Николаев остановился перед Федором Зявкиным, сидевшим у стола.
— Вот ты, как руководитель Дончека, можешь сказать, что на сегодня среди массы казачества есть антисоветские настроения?
Федор, молодой широкоплечий человек с темными, ровно подстриженными усиками, провел ладонью по широкому лбу. Умные темные глаза его, обведенные синими кругами от вечного недосыпания, остро смотрели за окно.
— Нет, — сказал он и отрицательно покачал головой. — Нет никаких таких настроений у массы казачества. После отмены разверстки трудовой казак целиком за нас. И воевать людям надоело.
— Вот, — сказал Николаев, — но теперь смотри — приезжает в станицу бывший царский генерал, устраивает сбор казаков и говорит: братья казаки, отечество, родина в опасности — и несет дальше всякие высокие слова. Человек тридцать из ста поднимет наконец. Это факт — поднимет!
Зявкин встал.
— Что ты меня все агитируешь, Николай Николаевич? Эту обстановку я не хуже тебя знаю. Ты мне вот что лучше скажи. У белого подполья многолетний опыт, там и контрразведка и охранка. А у наших сотрудников?
Федор зашагал по кабинету, задел ногой за дыру в ковре. Николаев засмеялся.
— Сколько раз просил ребят: выбросьте вы эту рвань из кабинета.
Они помолчали.
— Ну так вот, вчера я опять разговаривал с Москвой, с Артузовым. Несколько дней назад он направил в помощь из Астраханской ЧК одного опытного сотрудника из интеллигентов, проверенного.
— Об этом я знаю. Не хотел раньше времени говорить тебе, — ответил Николаев. — Не знал, как ты отнесешься. Поручил кому-нибудь встретить этого товарища?
— Воронову поручил. Пусть поселит его где-нибудь в городе. К нам этому товарищу ходить не следует, в городе его не знают, и хорошо.

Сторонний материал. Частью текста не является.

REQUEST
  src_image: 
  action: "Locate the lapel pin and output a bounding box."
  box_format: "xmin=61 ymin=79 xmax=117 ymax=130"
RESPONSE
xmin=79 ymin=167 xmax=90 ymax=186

— Ну вот, — перебил его Николаев, — жалуешься, что людей нет. Ведь ты же сам прирожденный подпольщик!
— Спасибо белой контрразведке, — ответил Федор, — кое-чему научили в семнадцатом, восемнадцатом и девятнадцатом годах. А людей знающих все-таки не хватает, и этот товарищ — как его, Лошкарев? — будет нам очень кстати.
Николаев согласно кивнул головой.
— Давай расскажи теперь, как у тебя с планом, есть что-нибудь?
— Без малого — ничего, — вздохнул Зявкин, открывая папку, на обложке которой синим карандашом было написано всего одно слово: «Клубок».
— Смотрели мы снова все дела за последнее время. Как бы хоть за что зацепиться. Помнишь убийство в Братском переулке?
— Ну еще бы! Это из назаровской банды публика. Так ведь их осудили уже?
— Вот тогда во время облавы был арестован некто Попов, Юрий Георгиевич. Оружие при нем было, крупная сумма в валюте. Мануфактуру скупал. Выяснилось — бывший сотник, состоит в банде некоего Говорухина и послан в Ростов.
— Не томи, — сказал Николаев. — Сейчас-то он где? Небось расстреляли?
— Да нет, сидит голубчик в тюрьме и пишет покаянные письма. Прочел я их, вот они. — Федор вынул из папки небольшую пачку листов, исписанных неясными карандашными строчками. — Я тебе вкратце расскажу: был он эсером, это еще в студентах. А сам — сын здешнего ростовского врача. На фронте был. Потом вернулся в Ростов, по настоянию друзей и папаши примкнул к Корнилову, участник «ледяного похода». В Деникине, как он сам пишет, разочаровался, верил Врангелю, но и тот, говорит, обманул надежды. Бросили его в Керченский десант, а после, считая, что иного хода ему нет, он примкнул к банде этого Говорухина.